It’s a warm Friday afternoon in the heart of Tel Aviv. Hundreds, even thousands of people are gathering. People from all walks of life. Religious and secular, left wing and right, old and young, Jewish, Muslim, Christian, and Druze. Israelis and Palestinians. All for the sake of coming together in solidarity to speak, listen, discuss, negotiate. To create a solution to the century-old conflict that has plagued the people of this beautiful land for far too long.
Seem like a fantasy? Too good to be true? Naive? Unrealistic?
What if I told you it was a “Congress of the People” that created the solution to the long and violent conflicts in both Ireland and South Africa?
What if I told you that this is no fantasy but already a reality?
This Friday, from 10 a.m. – 2 p.m. at Rabin Square in Tel Aviv an estimated 2,000 Israelis and Palestinian from all backgrounds on 100 different negotiating panels will be meeting to discuss the peace process.

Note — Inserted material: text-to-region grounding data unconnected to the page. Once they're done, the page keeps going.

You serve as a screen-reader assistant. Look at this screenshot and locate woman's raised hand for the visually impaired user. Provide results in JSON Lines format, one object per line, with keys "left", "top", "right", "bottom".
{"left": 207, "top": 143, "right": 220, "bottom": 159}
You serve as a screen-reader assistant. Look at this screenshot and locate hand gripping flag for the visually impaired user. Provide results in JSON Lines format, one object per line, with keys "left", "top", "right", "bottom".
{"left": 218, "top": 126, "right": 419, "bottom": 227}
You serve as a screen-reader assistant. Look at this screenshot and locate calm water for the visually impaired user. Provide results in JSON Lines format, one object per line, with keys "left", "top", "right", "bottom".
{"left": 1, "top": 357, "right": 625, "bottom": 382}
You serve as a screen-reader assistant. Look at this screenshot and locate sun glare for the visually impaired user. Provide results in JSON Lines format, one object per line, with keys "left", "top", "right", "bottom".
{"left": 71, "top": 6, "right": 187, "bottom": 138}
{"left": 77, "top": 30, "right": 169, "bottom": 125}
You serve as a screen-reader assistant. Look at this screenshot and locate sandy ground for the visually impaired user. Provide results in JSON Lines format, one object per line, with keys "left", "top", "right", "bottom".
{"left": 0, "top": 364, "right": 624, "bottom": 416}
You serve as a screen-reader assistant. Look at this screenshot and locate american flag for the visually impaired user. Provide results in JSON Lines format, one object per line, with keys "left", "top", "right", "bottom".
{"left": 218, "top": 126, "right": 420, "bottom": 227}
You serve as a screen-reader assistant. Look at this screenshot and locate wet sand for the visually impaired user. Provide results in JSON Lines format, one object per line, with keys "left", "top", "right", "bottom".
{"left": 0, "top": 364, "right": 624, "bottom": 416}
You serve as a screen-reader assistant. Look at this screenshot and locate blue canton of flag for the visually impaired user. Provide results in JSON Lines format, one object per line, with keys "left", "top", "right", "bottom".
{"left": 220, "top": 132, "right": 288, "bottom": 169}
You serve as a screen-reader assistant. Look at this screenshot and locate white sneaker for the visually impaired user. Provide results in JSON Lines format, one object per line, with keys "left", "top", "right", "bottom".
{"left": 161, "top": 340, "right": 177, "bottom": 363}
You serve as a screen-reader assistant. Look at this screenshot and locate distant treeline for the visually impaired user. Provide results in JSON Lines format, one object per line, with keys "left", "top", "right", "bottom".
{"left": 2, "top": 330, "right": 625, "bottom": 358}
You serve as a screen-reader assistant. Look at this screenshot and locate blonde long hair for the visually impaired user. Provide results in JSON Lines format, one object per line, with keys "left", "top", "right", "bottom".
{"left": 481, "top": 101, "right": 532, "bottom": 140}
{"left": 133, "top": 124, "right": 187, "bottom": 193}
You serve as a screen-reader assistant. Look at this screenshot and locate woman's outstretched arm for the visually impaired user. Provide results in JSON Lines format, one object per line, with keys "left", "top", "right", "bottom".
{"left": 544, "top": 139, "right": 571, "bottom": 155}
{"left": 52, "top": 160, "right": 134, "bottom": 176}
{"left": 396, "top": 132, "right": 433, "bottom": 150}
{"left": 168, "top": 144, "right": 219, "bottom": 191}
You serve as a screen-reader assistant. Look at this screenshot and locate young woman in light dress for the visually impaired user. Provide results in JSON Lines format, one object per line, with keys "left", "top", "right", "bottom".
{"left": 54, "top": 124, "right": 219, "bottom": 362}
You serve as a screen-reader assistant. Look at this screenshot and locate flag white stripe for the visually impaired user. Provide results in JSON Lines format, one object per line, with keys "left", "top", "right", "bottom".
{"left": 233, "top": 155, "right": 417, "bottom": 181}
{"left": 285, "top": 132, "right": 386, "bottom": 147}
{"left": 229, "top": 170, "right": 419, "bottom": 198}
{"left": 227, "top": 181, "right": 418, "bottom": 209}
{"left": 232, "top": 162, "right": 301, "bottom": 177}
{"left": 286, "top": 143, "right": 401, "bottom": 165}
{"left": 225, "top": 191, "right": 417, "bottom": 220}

It is the everyday citizens that lose the most from conflict and it is the everyday citizens that gain the most from peace. And that is why involving the people themselves and not only the governments that may or may not be comfortable with the status quo is essential to attaining a long lasting and viable solution.

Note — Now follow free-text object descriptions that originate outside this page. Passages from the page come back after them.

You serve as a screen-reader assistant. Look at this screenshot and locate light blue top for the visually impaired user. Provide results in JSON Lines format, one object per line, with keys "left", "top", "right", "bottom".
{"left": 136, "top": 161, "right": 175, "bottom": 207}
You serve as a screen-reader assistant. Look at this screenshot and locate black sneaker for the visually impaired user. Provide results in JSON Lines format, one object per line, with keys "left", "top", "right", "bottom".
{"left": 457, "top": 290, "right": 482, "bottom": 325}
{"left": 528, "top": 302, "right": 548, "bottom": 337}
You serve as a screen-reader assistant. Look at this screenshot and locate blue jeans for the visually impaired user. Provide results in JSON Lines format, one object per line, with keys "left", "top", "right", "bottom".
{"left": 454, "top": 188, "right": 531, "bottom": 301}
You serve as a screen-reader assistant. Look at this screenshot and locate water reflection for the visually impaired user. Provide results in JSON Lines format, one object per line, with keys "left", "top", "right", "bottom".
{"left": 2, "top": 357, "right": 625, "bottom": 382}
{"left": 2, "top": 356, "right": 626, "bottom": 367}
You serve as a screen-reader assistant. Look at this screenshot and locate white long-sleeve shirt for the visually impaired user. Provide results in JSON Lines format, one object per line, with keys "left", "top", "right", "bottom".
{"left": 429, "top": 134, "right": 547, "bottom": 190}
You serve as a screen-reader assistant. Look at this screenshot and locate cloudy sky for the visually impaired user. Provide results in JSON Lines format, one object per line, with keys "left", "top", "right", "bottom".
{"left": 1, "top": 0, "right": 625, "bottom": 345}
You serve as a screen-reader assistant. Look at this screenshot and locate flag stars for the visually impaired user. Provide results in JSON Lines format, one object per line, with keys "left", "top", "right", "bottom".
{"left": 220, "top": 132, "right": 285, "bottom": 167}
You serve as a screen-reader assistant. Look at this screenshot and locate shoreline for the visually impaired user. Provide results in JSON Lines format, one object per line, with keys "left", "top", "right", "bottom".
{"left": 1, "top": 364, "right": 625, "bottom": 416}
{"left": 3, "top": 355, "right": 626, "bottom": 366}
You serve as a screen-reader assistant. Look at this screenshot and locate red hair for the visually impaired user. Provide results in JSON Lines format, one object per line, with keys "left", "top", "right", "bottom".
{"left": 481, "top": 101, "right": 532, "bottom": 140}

In the 30+ public negotiations of this sort between Palestinians and Israelis, in almost all of them, a resolution has been agreed upon. The idea is to involve enough ordinary people in the peace process and to rally thousands, even millions of people around a unified resolution. Once enough ordinary people unite behind a resolution our governments will have no choice but to take it into serious consideration. The congress on March 17th is by far the largest negotiation held to date and this is only the beginning!
More than just an opportunity to resolve this conflict this provides a brilliant educational opportunity to both nations. The majority of Israelis and Palestinians do not fully understand the narrative and the experience of the “other.” There is no better form of education about the “other side” than sitting face to face with one another and discussing the conflict and the pain. Each negotiation that takes place, regardless of whether a conclusion is reached, provides a deeper understanding of one another. This coming together of the people offers the most effective and critical form of education, deradicalization, and ultimately unity. And herein lies our hope for peace.
I welcome you to join us in this historic and potentially life changing event.